To this, perceiving easily enough that we had some surprise in store for my father, and not wishing to spoil the fun, my mother merely replied:

“Oh, would they? Well, I’m afraid I couldn’t come anyhow: I must go in and prepare supper. So, be off with you at once, and don’t be late. You can tell me all about it this evening.”

“One minute, father!” I cried; and thereupon I ran to the house, reappearing in a few seconds with his rubber boots, which I thrust into the back of the buggy, and then, climbing in on one side while Joe scrambled in on the other, I called out:

“Now, father, go ahead!”

“Where to?” he asked, laughing.

“Oh, I forgot,” said I. “Up to our stone-quarry.”
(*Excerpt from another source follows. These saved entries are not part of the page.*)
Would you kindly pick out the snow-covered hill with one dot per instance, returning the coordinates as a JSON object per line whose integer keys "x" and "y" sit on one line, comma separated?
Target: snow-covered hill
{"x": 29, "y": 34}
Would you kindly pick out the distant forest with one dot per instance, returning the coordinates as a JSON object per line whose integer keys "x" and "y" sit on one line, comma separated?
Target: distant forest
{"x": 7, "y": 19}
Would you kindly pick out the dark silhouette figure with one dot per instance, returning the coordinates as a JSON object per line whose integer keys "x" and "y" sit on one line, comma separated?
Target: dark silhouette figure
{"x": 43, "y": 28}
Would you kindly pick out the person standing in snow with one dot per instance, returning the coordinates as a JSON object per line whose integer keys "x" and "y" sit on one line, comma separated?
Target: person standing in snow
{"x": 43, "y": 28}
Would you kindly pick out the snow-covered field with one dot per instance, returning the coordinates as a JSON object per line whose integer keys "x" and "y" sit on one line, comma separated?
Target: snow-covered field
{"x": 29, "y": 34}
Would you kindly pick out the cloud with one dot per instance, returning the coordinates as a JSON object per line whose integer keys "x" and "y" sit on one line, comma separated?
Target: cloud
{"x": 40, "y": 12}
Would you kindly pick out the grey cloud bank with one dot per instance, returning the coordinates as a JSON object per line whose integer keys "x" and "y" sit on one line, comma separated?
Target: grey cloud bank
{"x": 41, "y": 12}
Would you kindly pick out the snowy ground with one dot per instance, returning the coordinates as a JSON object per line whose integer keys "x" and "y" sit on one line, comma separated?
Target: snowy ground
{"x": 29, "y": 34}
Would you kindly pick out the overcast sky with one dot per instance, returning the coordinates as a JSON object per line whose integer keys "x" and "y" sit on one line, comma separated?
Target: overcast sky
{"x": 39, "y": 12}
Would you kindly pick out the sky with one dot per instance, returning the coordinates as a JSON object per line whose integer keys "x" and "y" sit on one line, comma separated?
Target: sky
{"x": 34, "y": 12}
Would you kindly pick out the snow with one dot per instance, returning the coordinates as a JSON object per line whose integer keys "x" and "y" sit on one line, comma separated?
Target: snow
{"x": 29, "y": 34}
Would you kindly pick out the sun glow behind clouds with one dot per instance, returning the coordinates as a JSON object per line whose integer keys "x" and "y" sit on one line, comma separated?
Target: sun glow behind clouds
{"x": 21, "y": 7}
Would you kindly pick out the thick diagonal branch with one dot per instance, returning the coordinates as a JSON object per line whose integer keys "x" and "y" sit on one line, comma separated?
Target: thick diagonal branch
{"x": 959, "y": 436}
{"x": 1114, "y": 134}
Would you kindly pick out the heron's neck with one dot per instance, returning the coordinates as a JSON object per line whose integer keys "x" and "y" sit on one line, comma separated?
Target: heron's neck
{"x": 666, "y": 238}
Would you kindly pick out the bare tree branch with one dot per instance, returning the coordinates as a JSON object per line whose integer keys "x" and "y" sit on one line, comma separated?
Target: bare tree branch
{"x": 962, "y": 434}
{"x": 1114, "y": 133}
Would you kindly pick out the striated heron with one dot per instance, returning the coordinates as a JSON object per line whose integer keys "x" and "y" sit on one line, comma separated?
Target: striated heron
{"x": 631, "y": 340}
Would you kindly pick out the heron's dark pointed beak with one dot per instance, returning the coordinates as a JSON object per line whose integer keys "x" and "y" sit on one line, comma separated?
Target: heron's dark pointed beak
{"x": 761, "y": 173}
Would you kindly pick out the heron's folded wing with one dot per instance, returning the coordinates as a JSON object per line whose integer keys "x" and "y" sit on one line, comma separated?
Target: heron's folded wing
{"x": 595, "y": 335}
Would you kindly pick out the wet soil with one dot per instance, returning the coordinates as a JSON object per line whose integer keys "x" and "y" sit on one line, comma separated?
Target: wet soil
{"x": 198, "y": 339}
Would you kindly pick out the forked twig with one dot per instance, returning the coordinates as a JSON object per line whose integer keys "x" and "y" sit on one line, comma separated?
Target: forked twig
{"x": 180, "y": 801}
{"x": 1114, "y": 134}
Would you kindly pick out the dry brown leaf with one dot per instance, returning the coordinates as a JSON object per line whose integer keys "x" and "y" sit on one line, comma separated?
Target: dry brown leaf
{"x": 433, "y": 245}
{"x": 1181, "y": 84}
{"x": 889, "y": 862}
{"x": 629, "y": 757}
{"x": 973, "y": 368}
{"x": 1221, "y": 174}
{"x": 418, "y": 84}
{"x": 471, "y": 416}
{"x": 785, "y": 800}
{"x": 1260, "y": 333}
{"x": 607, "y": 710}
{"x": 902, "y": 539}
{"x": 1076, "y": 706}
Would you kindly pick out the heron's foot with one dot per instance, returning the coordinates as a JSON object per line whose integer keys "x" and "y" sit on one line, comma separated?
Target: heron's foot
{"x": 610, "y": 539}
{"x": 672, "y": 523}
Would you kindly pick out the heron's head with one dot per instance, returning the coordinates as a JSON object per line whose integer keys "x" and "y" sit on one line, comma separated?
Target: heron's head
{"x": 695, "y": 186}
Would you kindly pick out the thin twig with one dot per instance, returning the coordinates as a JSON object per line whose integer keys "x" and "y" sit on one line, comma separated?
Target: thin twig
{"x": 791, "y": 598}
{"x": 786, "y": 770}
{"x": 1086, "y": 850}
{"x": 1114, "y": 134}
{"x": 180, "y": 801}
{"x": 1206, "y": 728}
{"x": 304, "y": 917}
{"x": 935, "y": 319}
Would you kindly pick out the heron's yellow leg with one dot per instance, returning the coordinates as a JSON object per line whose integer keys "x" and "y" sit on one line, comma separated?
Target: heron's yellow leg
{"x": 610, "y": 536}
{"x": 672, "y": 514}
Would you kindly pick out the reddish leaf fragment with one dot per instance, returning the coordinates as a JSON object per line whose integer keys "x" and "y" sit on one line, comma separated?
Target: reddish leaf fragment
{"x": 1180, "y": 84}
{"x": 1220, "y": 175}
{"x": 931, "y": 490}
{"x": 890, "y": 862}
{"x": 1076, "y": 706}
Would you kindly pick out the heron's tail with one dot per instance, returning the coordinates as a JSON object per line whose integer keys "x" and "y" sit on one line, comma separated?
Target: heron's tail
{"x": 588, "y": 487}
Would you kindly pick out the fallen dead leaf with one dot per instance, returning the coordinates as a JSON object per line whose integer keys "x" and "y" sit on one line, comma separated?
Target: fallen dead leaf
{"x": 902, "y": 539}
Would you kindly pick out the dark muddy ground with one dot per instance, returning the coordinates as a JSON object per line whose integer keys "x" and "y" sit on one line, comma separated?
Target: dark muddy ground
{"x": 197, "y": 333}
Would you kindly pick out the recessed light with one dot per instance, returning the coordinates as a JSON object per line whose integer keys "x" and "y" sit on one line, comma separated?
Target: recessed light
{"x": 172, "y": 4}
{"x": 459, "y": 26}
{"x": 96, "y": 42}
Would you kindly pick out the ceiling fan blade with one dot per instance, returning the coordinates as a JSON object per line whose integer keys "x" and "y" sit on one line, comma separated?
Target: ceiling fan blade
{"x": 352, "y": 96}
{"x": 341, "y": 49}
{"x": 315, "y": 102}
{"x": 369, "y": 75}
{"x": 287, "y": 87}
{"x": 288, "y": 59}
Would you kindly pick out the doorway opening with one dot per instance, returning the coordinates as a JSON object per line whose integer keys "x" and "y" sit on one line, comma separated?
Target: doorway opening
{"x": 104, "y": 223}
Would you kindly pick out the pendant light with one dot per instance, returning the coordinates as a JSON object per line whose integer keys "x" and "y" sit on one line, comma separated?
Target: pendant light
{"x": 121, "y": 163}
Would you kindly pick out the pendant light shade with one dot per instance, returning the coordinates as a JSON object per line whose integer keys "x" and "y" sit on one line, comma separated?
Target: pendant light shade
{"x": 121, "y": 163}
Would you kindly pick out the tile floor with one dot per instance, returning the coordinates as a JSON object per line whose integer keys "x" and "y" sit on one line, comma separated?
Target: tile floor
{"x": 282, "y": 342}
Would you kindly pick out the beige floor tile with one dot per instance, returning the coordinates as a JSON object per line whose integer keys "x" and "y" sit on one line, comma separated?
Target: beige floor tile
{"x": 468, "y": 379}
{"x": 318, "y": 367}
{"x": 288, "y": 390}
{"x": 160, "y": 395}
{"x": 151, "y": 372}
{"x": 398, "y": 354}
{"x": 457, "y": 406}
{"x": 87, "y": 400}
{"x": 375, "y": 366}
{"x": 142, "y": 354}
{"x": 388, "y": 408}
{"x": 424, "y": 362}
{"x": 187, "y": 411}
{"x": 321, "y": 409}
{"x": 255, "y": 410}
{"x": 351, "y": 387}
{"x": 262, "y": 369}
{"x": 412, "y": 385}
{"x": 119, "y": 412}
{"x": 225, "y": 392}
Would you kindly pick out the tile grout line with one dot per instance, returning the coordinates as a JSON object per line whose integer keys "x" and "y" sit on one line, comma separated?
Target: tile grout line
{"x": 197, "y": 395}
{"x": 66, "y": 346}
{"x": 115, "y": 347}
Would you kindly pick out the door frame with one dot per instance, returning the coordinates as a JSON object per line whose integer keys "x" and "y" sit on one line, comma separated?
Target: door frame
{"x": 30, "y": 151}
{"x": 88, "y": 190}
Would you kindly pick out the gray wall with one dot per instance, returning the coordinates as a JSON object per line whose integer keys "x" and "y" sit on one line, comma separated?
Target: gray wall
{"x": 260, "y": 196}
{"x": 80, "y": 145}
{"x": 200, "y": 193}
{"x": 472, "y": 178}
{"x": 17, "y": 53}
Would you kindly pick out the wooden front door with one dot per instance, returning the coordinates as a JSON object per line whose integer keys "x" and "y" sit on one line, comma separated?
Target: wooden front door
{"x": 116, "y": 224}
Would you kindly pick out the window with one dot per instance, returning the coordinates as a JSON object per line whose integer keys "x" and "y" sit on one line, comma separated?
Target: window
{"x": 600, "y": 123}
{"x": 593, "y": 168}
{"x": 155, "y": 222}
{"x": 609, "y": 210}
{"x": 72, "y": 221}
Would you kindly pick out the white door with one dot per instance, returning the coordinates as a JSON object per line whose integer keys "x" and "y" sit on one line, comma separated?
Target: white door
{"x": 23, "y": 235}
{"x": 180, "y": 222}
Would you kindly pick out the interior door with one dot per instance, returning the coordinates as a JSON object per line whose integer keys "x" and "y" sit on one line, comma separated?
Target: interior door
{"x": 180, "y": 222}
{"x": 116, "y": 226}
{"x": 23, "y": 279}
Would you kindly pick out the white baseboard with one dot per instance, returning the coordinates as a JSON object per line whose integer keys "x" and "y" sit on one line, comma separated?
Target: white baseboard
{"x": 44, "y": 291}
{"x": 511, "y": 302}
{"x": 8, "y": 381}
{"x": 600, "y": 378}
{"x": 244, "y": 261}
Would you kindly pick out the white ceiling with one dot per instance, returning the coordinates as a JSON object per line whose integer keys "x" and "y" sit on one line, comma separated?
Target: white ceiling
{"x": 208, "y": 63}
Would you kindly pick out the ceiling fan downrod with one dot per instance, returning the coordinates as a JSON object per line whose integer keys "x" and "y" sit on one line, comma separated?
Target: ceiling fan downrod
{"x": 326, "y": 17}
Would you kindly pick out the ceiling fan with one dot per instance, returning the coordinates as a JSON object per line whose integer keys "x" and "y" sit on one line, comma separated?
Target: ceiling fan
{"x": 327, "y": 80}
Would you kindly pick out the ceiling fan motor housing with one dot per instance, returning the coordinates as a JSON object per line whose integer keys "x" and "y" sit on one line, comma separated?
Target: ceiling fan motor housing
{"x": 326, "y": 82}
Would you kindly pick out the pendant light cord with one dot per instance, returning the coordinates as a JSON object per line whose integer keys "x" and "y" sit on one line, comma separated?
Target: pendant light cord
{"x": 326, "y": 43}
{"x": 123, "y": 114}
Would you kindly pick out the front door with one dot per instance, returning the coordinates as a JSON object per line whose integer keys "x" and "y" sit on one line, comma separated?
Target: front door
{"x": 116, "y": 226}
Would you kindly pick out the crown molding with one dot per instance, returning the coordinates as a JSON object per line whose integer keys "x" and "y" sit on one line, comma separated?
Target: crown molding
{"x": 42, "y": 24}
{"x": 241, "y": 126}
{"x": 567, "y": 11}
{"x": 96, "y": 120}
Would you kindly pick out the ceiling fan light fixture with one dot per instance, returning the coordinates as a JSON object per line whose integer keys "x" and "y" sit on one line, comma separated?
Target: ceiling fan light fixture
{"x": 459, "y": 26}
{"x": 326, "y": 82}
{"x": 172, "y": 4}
If we had expected my father to be surprised, we were not disappointed. At first he rather demurred at going down our carefully prepared ladders, not seeing sufficient reason, as he declared, to risk his neck; but the moment we called his attention to the sound of water down below, and he began to understand what the presence of the rubber boots meant, he became as eager as either Joe or I had been.

In short, he went with us over the whole ground, even down to the pool; and so interested was he in the matter that he quite forgot the flight of time, until, having reascended the ladders and followed with us our line on the surface down to the heap of stones with which we had marked the thousand-foot point, he—and we, too—were recalled to our duties by my mother, who, seeing us standing there talking, came to the back-door of the kitchen and called to us to come in at once if we wanted any supper.

Long was the discussion that ensued that evening as we sat around the fire in the big stone fireplace; but long as it was, it ended as it had begun with a remark made by my father.